O estupro foi descoberto quando a criança foi registrar a outra criança recém-nascida e o cartório estranhou a idade da mãe e acionou o Ministério Público. A mãe da menina estuprada ainda tentou defender o marido, mas ele foi preso.
Recordar é viver: a Câmara decidiu aprofundar o sofrimento de meninas estupradas ao aprovar, por 317 votos, um projeto de decreto legislativo para derrubar regras sobre o aborto legal em crianças e adolescentes, dificultando a interrupção da gravidez. Ela anula uma resolução aprovada pelo Conanda (Conselho Nacional dos Direitos da Criança e do Adolescente) que estabelecia diretrizes para o aborto já garantido por lei a esse grupo.
A resolução garantia, por exemplo, que o hospital não pode criar obstáculos adicionais ao direito já assegurado, como a exigência de exames desnecessários com o fim de postergar o procedimento, aumentando o trauma e os riscos à saúde da vítima. Também afirmava que não havia limite de tempo de gravidez para a interrupção e possibilitava que o aborto não precisasse da autorização dos responsáveis em alguns casos.


O caso do Vale do Itajaí, em Santa Catarina, é exemplar do porquê de a resolução ser tão importante. Muitas crianças ficam grávidas após serem estupradas por membros da família, como padrastos, pais, tios, irmãos e avôs, situação que só é descoberta quando a gestação está avançada. A mãe da menina do caso acima estava ao lado do marido estuprador, não da filha estuprada.
Mas, aparentemente, para uma parcela significativa dos nossos representantes, o sofrimento de uma criança grávida de seu estuprador não é suficiente. É preciso transformar o Estado, que deveria ser seu protetor, em cúmplice do agressor, forçando-a a carregar nas entranhas a lembrança de uma violência brutal.

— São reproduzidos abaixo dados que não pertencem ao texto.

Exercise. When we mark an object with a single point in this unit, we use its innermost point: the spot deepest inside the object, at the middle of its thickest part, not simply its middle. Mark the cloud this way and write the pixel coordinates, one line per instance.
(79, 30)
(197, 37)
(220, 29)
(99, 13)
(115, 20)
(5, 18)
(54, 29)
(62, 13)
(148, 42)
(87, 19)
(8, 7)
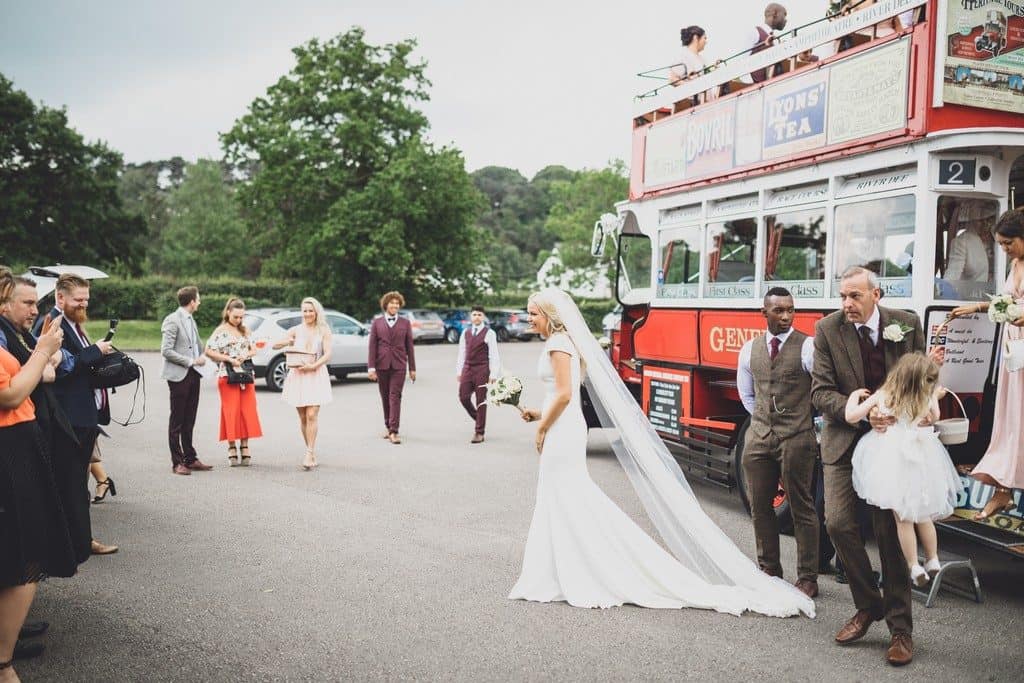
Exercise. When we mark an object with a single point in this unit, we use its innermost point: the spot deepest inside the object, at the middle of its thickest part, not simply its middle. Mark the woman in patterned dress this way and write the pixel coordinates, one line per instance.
(229, 343)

Como aqui já se disse, ao Senado cabe não aprovar o retrocesso. E, ao STF, reconhecer que o Poder Executivo, ao qual o Conanda está vinculado, tem competência para resoluções como essa. E que meninas não deveriam ser mães, muito menos quando são estupradas pelo padrasto.
Como o cidadão comum pode ajudar? Refletir antes de reeleger os 317 é um bom ponto de partida.